Kreis Olpe. Deutschland gilt als die Autofahrernation. Der Führerschein ist gerade auf dem Land die persönliche Unabhängigkeits-Erklärung. Doch zurzeit ist es im Kreis Olpe nicht ganz einfach, seine Führerscheinprüfung zu machen. Es fehlt an Fahrerlaubnisprüfern des TÜV Nord.


Wolfgang Gräve, Leiter des Unterbezirks Olpe im Fahrlehrer-Verband Westfalen, schlägt Alarm. „Seit etwa acht Wochen ist die Prüfsituation im Kreis Olpe sehr angespannt. Wir sind zurzeit nicht in der Lage, die von uns ausgebildeten Schüler prüfen zu lassen, da der TÜV Nord nicht die erforderlichen Prüfer zur Verfügung stellen kann. Der TÜV Nord hat einfach zu wenig Prüfer ausgebildet, um den heutigen Anforderungen gerecht zu werden.“
Daher hat Gräve am Dienstag, 10. Juli, zu einer Versammlung aller Fahrlehrer aus dem Kreis Olpe geladen und die Resonanz war bei allen gleich. „Wir haben alle mehr oder weniger das gleiche Problem. Wir bekommen nicht genug Punkte für die Prüfungen.“
Punkte für die Prüfungen
Prüfungen werden nach Punkten beim TÜV Nord, der das alleinige Prüfrecht hat, bestellt. „Ein Punkt bedeutet 15 Minuten Prüfzeit. Für eine Motorradprüfung benötige ich vier Punkte, eine Pkw-Prüfung drei und für eine Lkw-Prüfung fünf Punkte“, erklärt der Fachmann mit einfachen Worten. Für die Kalenderwoche 30 hat er beispielsweise 54 Punkte bestellt. „Ich wäre schon mit 30 Punkten so gerade über die Runden gekommen, habe aber bis jetzt nur drei bekommen“, schildert er sichtlich frustriert die Lage.

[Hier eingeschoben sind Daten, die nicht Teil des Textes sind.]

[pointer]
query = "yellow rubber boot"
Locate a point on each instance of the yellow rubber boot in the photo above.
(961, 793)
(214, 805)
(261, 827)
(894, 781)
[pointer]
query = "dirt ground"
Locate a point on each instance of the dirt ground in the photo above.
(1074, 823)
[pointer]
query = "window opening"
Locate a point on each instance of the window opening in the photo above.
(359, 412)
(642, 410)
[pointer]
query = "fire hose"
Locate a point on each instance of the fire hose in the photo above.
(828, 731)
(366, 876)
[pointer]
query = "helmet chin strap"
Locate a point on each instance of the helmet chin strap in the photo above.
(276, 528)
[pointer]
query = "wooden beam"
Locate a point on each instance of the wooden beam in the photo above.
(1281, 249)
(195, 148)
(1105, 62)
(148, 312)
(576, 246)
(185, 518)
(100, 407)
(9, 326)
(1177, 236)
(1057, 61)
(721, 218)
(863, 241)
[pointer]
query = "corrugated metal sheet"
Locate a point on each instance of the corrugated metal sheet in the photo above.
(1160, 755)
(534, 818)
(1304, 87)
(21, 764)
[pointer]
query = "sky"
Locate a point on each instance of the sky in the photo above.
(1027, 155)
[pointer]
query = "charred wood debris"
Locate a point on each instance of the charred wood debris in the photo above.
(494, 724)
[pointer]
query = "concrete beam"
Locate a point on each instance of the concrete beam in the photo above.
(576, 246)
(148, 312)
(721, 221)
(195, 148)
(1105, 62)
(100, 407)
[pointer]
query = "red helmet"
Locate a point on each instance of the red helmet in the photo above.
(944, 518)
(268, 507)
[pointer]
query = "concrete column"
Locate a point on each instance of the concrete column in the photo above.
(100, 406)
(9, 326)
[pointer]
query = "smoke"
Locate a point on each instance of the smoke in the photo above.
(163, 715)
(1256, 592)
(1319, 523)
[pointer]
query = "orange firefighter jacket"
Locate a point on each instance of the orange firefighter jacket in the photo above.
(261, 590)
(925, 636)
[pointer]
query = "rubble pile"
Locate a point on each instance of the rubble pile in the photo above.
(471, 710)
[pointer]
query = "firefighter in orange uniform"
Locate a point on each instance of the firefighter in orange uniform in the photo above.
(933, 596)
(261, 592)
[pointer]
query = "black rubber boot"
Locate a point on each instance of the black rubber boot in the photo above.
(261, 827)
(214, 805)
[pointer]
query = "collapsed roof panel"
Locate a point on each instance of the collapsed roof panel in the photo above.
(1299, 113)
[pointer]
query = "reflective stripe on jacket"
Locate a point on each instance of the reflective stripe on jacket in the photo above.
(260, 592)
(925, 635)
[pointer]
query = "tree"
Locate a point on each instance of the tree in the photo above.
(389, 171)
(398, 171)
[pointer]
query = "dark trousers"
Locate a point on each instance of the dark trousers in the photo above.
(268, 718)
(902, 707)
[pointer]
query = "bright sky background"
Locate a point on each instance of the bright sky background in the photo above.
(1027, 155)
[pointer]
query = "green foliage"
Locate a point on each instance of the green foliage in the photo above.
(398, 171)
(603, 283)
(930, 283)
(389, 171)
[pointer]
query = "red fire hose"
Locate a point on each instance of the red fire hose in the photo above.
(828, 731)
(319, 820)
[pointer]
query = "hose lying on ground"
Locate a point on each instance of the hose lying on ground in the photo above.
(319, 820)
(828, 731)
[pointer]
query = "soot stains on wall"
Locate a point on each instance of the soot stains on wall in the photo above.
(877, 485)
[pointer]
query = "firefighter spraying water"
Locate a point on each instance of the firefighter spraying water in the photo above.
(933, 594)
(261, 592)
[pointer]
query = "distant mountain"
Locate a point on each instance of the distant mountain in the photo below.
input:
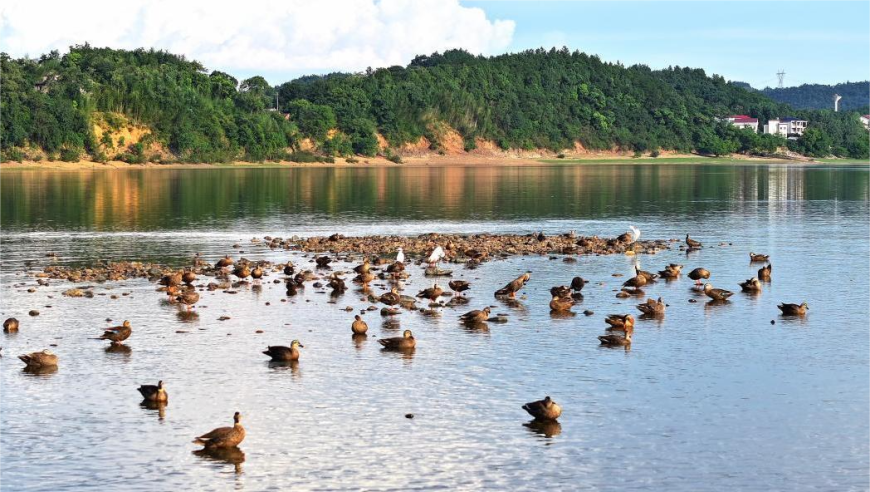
(856, 95)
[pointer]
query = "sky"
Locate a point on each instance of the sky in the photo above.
(746, 40)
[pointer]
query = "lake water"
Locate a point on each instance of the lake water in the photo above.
(713, 397)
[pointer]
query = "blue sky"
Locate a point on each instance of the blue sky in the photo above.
(748, 40)
(813, 41)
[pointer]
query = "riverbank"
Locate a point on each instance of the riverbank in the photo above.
(414, 161)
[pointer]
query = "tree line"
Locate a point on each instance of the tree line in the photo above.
(536, 99)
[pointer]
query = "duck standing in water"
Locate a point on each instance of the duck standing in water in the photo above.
(38, 360)
(717, 294)
(698, 274)
(514, 286)
(117, 334)
(404, 342)
(751, 285)
(693, 244)
(436, 256)
(476, 316)
(153, 393)
(224, 437)
(559, 304)
(617, 340)
(758, 258)
(189, 297)
(671, 271)
(458, 286)
(359, 327)
(280, 353)
(652, 308)
(546, 409)
(432, 293)
(793, 309)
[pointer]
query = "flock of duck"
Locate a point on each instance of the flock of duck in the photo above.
(179, 288)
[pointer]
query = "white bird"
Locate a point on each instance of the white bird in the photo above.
(436, 256)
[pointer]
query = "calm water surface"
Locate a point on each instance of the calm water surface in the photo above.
(710, 398)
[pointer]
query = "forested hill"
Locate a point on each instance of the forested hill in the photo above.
(151, 105)
(856, 96)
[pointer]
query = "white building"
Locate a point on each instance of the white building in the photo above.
(742, 121)
(786, 127)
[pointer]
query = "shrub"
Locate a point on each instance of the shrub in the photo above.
(69, 155)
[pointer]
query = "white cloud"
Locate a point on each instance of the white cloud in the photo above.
(257, 35)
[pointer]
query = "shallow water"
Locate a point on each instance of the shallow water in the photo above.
(713, 397)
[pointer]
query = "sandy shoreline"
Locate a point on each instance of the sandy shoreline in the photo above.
(417, 161)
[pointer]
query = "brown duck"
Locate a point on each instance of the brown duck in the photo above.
(117, 334)
(153, 393)
(514, 286)
(391, 298)
(476, 316)
(793, 309)
(359, 327)
(561, 304)
(717, 294)
(459, 286)
(404, 342)
(652, 307)
(698, 274)
(671, 271)
(649, 276)
(188, 297)
(224, 437)
(545, 409)
(635, 282)
(432, 293)
(39, 359)
(750, 285)
(754, 257)
(280, 353)
(692, 243)
(224, 262)
(617, 340)
(620, 321)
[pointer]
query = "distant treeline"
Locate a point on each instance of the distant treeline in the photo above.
(546, 99)
(856, 95)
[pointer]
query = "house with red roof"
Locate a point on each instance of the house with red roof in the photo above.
(742, 121)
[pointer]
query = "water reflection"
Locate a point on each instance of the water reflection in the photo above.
(154, 406)
(545, 428)
(179, 199)
(231, 456)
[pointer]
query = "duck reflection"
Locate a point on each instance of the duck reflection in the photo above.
(39, 371)
(292, 365)
(187, 316)
(546, 428)
(231, 456)
(359, 340)
(159, 407)
(119, 349)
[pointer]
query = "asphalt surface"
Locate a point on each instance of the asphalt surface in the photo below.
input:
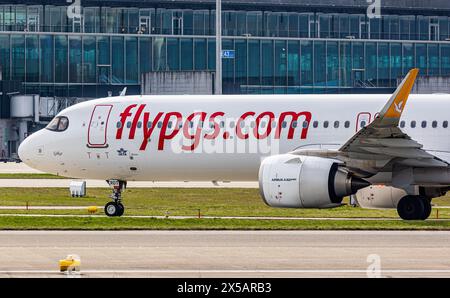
(228, 253)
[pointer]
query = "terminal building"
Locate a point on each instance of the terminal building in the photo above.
(54, 53)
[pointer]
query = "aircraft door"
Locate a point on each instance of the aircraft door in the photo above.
(98, 126)
(363, 120)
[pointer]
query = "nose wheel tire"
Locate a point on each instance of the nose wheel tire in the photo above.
(427, 208)
(414, 208)
(114, 209)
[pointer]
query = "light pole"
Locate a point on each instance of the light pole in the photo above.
(218, 47)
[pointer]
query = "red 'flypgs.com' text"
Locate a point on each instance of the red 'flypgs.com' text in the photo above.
(173, 123)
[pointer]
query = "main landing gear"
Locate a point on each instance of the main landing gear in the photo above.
(414, 208)
(116, 207)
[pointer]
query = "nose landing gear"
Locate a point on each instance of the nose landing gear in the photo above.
(116, 207)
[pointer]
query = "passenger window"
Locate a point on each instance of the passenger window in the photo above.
(336, 124)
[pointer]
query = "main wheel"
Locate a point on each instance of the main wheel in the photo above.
(112, 209)
(120, 209)
(427, 208)
(411, 208)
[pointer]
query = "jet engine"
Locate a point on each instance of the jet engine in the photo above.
(296, 181)
(379, 197)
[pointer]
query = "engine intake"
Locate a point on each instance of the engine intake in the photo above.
(296, 181)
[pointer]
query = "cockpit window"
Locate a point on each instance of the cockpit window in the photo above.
(59, 123)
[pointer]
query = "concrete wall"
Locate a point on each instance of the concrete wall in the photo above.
(177, 82)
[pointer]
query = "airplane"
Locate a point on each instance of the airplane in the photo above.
(306, 151)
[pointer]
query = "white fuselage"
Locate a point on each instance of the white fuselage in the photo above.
(131, 138)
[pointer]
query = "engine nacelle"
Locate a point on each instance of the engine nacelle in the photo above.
(379, 197)
(296, 181)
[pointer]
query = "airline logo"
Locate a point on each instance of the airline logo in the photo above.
(398, 107)
(171, 125)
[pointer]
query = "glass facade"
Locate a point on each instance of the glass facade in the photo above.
(107, 48)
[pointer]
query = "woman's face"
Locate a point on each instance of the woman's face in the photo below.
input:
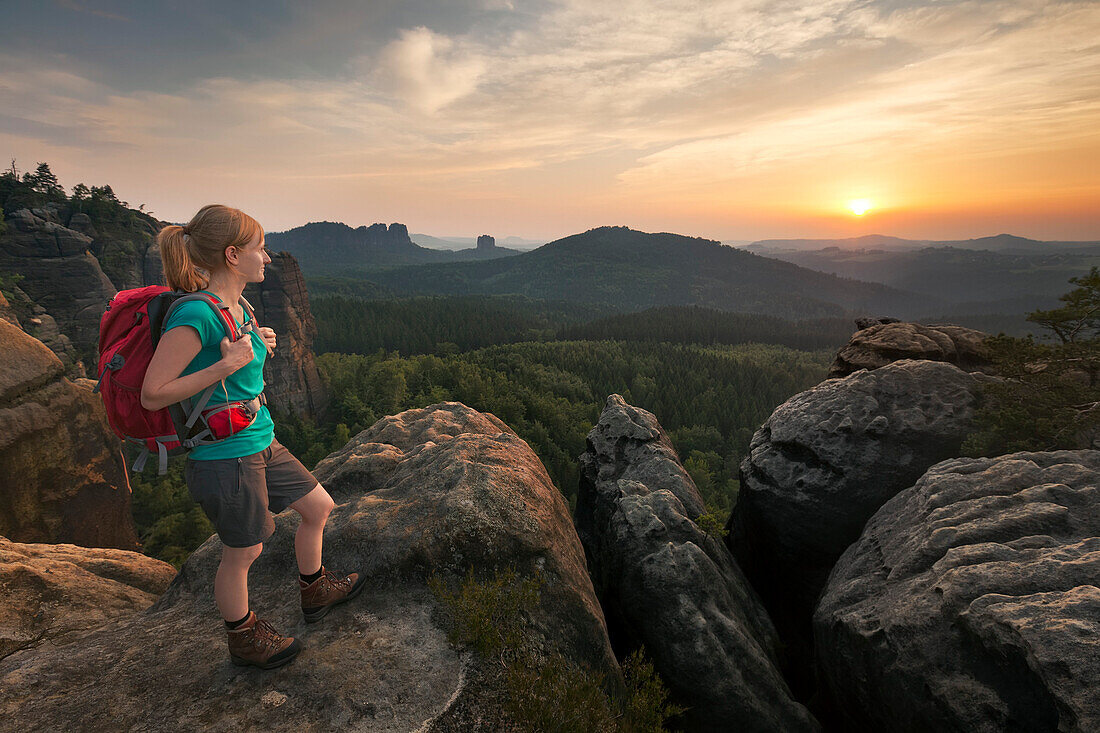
(249, 260)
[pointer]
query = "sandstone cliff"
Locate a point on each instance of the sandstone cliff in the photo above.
(879, 343)
(664, 584)
(56, 593)
(62, 473)
(824, 462)
(59, 272)
(970, 601)
(439, 489)
(282, 303)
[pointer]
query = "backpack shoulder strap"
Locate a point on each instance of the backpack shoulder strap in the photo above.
(220, 309)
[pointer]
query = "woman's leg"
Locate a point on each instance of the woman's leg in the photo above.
(231, 582)
(315, 509)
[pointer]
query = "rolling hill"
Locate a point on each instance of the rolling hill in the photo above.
(625, 270)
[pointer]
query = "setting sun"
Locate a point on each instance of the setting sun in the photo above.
(859, 206)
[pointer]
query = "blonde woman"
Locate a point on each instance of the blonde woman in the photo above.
(242, 479)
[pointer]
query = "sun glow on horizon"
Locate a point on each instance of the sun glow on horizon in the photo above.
(860, 206)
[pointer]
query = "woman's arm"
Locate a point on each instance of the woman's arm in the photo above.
(163, 383)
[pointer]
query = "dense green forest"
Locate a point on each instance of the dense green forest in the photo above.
(708, 397)
(444, 324)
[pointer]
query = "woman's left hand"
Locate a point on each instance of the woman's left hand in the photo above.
(268, 336)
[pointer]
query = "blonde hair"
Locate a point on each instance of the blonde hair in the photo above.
(191, 252)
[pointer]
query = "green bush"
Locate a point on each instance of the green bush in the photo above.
(547, 691)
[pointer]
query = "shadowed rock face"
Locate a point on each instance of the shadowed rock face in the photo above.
(282, 303)
(882, 343)
(667, 586)
(824, 462)
(970, 601)
(59, 273)
(55, 593)
(62, 474)
(476, 496)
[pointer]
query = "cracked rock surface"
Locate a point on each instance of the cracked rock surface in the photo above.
(825, 461)
(454, 489)
(667, 586)
(971, 602)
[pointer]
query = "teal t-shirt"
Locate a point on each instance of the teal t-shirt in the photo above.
(242, 385)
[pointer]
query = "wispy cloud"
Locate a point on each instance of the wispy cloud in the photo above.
(625, 105)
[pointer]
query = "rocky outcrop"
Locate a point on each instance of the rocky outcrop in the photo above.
(35, 321)
(282, 303)
(824, 462)
(971, 602)
(62, 473)
(457, 489)
(59, 272)
(56, 593)
(881, 343)
(664, 584)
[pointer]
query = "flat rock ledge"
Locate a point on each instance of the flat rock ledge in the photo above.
(971, 602)
(882, 343)
(477, 496)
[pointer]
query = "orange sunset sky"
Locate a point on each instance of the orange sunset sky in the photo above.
(729, 120)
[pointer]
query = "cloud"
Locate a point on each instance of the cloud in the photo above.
(629, 101)
(428, 70)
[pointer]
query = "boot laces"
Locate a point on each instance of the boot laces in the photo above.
(265, 634)
(337, 582)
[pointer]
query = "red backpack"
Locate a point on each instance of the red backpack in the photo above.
(129, 332)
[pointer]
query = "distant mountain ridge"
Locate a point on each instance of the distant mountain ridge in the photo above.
(334, 248)
(464, 242)
(627, 270)
(1009, 243)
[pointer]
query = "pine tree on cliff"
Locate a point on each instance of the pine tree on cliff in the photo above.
(1048, 397)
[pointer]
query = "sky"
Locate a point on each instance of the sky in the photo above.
(730, 120)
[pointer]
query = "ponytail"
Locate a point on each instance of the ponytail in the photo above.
(179, 269)
(191, 252)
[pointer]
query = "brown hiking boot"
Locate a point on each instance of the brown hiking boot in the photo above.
(329, 590)
(256, 643)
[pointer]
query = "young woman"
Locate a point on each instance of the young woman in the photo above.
(240, 480)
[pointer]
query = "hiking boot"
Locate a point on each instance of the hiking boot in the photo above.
(256, 643)
(329, 590)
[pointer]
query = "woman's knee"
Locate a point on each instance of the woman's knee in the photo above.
(241, 556)
(315, 506)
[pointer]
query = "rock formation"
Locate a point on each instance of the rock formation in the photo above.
(824, 462)
(971, 602)
(56, 593)
(666, 584)
(59, 273)
(282, 302)
(881, 343)
(62, 473)
(21, 310)
(453, 489)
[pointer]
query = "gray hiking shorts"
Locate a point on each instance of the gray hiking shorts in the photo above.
(240, 494)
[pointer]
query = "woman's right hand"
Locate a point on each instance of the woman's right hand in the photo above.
(235, 354)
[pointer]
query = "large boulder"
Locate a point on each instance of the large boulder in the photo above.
(824, 462)
(971, 602)
(62, 471)
(668, 586)
(282, 303)
(56, 593)
(476, 498)
(884, 342)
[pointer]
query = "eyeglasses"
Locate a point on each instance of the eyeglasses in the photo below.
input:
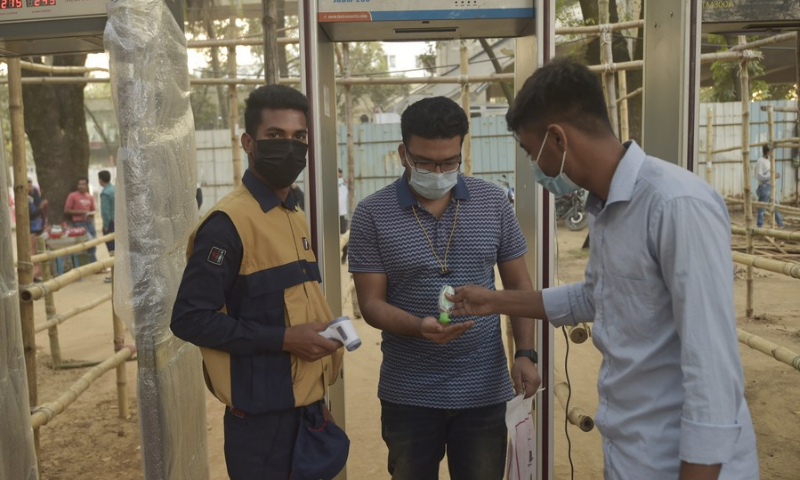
(426, 166)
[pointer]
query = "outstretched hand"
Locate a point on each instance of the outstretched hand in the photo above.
(472, 300)
(433, 330)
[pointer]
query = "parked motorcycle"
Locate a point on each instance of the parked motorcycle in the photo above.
(572, 209)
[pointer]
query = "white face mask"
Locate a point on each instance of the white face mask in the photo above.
(431, 185)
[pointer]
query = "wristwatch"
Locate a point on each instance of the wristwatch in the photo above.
(528, 354)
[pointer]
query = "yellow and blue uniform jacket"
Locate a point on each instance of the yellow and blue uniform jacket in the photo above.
(250, 274)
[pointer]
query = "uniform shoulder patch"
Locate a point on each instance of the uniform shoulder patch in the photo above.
(216, 255)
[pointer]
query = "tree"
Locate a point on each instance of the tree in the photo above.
(55, 121)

Sechs Fahrlehrer sind in seiner Fahrschule beschäftigt. „Wenn das so weiter geht, müssen wir im August Kurzarbeit anmelden und Kontakt zum Arbeitsamt aufnehmen.“ Daher wollen er und seine Kollegen öffentlich auf das Problem aufmerksam machen. „Wir möchten an dieser Stelle ganz deutlich sagen, dass die Fahrlehrerschaft keine Schuld an der gegenwärtigen Situation trifft. Verzögerungen bei der Prüfung  sind einzig vom TÜV Nord zu verantworten.“
Mehr anstatt weniger Prüfer benötigt
Dort habe man immer weniger Fahrerlaubnisprüfer ausgebildet. „Man dachte, der demographische Wandel kommt.“ Doch der kam nicht. Aber immer mehr Menschen mit Migrationshintergrund, die ebenfalls ihren Führerschein machen wollen. „Allerdings fällt es nicht allen ganz so leicht und so machen sie die Prüfung auch mehrfach“, weiß der Fachmann. Das heißt, pro Prüfung drei Punkte.

Hinzu komme Laut Gräve ein verändertes Freizeitverhalten. „Ich bin jetzt 28 Jahre lang Fahrlehrer, aber so viele Motorradprüfungen hatte ich noch nie. Motorradfahren ist angesagt und immer mehr Menschen wollen hier ihren Führerschein machen. Das heißt, pro Prüfung vier Punkte."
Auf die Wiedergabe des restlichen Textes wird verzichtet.